Die bereits gekauften Busse hat er im Herbst zu einem geringeren Preis wieder verkauft. Seine Verluste durch die um Jahre verschobene Eröffnung belaufen sich auf rund 250 000 Euro. Geld, das er hofft zumindest teilweise zurückzuerhalten. Derzeit ist er mit anderen geschädigten Unternehmern im Gespräch, um eine Sammelklage vorzubereiten. Doch man wartet noch das Ergebnis der Klage der Air Berlin gegen den Flughafenbetreiber ab.

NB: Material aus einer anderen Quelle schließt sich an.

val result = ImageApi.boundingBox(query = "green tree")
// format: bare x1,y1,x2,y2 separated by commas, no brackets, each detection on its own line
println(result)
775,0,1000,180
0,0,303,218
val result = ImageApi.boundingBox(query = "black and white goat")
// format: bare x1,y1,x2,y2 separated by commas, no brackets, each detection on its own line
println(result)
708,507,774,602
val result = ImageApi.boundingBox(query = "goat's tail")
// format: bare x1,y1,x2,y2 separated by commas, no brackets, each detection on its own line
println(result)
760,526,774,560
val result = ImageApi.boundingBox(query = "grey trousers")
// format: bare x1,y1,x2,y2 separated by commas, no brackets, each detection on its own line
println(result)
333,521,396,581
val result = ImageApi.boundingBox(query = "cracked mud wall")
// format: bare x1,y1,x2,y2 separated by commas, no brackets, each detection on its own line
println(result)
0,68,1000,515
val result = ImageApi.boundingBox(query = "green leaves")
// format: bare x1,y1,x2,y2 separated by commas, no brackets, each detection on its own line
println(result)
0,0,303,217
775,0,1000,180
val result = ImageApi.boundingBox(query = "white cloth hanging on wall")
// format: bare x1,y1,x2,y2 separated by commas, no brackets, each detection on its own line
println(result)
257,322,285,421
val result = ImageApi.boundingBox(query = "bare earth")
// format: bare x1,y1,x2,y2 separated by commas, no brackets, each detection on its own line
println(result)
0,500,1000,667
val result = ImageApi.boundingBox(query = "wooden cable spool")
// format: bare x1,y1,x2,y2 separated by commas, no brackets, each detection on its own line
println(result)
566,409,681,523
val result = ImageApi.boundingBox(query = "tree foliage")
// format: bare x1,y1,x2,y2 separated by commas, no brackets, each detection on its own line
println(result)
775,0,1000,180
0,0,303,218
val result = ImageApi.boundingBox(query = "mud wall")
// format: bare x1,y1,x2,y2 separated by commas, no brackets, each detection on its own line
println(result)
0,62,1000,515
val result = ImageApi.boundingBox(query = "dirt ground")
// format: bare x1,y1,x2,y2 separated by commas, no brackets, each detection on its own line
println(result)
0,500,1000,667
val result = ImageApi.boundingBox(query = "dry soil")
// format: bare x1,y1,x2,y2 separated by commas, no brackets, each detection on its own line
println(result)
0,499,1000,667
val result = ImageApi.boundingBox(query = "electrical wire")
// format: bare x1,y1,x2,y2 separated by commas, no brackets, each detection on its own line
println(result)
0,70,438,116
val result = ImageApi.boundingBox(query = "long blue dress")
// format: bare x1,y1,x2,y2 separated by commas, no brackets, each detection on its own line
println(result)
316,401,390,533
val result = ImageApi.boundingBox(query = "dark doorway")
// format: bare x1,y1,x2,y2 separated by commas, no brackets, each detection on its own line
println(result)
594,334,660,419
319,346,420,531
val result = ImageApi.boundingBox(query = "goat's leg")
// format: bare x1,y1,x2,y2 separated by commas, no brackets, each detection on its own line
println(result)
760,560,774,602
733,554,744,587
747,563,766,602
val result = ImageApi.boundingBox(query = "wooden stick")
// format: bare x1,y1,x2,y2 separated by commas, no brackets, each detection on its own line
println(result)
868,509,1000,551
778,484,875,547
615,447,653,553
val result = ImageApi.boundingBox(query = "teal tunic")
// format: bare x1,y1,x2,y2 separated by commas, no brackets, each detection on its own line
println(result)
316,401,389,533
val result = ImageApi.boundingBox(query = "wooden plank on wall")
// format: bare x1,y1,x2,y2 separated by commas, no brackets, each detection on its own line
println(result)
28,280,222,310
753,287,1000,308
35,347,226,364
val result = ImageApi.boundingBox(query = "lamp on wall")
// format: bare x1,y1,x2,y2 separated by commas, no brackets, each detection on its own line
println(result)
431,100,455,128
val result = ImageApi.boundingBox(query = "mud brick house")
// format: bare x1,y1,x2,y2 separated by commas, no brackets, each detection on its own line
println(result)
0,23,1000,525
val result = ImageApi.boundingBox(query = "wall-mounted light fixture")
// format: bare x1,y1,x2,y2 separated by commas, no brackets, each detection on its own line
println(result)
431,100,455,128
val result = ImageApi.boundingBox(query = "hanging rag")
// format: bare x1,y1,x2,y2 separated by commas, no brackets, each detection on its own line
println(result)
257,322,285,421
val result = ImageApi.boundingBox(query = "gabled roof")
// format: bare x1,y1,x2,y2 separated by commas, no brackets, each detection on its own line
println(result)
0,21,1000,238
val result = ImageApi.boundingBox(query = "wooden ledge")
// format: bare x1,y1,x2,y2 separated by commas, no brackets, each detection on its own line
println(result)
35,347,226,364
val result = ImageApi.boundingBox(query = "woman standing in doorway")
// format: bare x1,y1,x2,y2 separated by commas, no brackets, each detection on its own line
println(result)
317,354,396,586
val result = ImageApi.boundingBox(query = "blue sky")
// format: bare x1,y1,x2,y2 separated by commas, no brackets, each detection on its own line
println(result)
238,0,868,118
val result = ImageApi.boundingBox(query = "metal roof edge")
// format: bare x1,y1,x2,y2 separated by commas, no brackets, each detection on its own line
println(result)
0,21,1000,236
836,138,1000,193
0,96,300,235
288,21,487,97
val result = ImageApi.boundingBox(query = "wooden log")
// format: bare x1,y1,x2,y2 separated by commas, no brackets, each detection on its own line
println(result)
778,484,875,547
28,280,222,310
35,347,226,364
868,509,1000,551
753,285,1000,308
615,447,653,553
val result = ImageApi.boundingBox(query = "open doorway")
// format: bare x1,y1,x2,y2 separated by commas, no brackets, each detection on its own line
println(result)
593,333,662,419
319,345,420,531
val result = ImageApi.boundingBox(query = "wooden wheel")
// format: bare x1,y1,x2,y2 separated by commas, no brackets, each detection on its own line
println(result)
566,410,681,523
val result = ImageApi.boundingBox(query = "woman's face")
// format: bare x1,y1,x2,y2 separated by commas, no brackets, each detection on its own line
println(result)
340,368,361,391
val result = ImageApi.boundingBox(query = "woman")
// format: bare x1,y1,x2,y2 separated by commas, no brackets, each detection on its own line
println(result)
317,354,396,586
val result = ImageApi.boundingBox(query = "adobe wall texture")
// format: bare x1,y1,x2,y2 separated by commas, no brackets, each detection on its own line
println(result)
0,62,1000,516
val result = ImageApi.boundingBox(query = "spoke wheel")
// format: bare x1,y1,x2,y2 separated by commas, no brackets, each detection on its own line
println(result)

Denn es ist zu befürchten, dass der Flughafen, um einen Präzedenzfall zu vermeiden, durch alle Instanzen gehen wird. Bis zu zehn Jahre könnte ein solcher Prozess dauern. Die dabei entstehenden Kosten dürften für einige der Mittelständler nicht zu stemmen sein. Schulze hofft deswegen auf ein Entgegenkommen der Flughafenbetreiber. Das fände er nur fair.
Ana e Bruno
Schwer getroffen hat es auch Bruno Pellegrini, Betreiber des italienischen Restaurants „Ana e Bruno“ am S-Bahnhof Westend. Das Mobiliar war gekauft, die Kücheneinrichtung bezahlt. Dann kam die Schreckensnachricht. Dann noch eine und noch eine. Bis heute kann es der gebürtige Italiener nicht glauben, dass dies in Deutschland möglich ist. „So ein Durcheinander hatte ich mir nicht vorgestellt“, sagt Pellegrini. Dennoch gibt er sich heute versöhnlich. Die Flughafenbetreiber verklagen will er nicht. Wie viel genau er durch das Flughafenfiasko verloren hat, weiß er nicht. Vielleicht will er es auch nicht so wirklich wissen. „Der Flughafen hat sich anständig verhalten“, sagt Pellegrini, „Wir haben nun eine Geschäftsfläche am Flughafen Tegel erhalten. Die ist kleiner, aber läuft sehr gut.” So der Flughafen eines Jahres fertig sein wird, will er mit dem Restaurant in Tegel umziehen. Das Mobiliar für die Ladenfläche am BER ist seit Jahren in einem Lager in Italien verstaut. „Wir haben uns damals für eine sehr klassische Variante entschieden. Die ist auch 2016 nicht aus der Mode“, sagt Pellegrini. Ob dann auch der Restaurantherd funktionieren wird, ist ungewiss. Die neue Kücheneinrichtung ist nicht einmal benutzt worden. Wenn in einigen Jahren das erste Mal „Crema di cicerchie di Colfiorito con scampi“ zubereitet werden wird, ist die Garantie längst abgelaufen. In den Geschäftsräumen am BER hat er lange nicht vorbeigeschaut. „Wer will sich dort schon im Spiegel anschauen und bemitleiden?“, sagt Pellegrini, „Ich nutze meine Zeit lieber dafür, anderswo wieder Geld zu verdienen.“
Askania
„Ich rede nicht mehr gerne darüber“, sagt Leonhard R. Müller, Chef der Berliner Uhrenmanufaktur Askania, „Unsere Kunden sollen aus Begeisterung unser Produkt kaufen und nicht weil sie Mitleid mit dem Unternehmen haben.” In den zwei Geschäftsräumen von Askania am BER war zum Start im Juni 2012 alles aufgebaut: Regale, Beleuchtung, Vitrinen und eine kleine Küche. Nur die Ware lag noch nicht aus. Man fürchtete sich vor Diebstählen im noch menschenleeren Flughafen. Bis heute hat sich daran nichts geändert. Plastikplanen sind über die Möbel gelegt. Manchmal kommen Handwerker vorbei, öffnen die Zimmerdecke, um Kabel zu verlegen, gehen wieder.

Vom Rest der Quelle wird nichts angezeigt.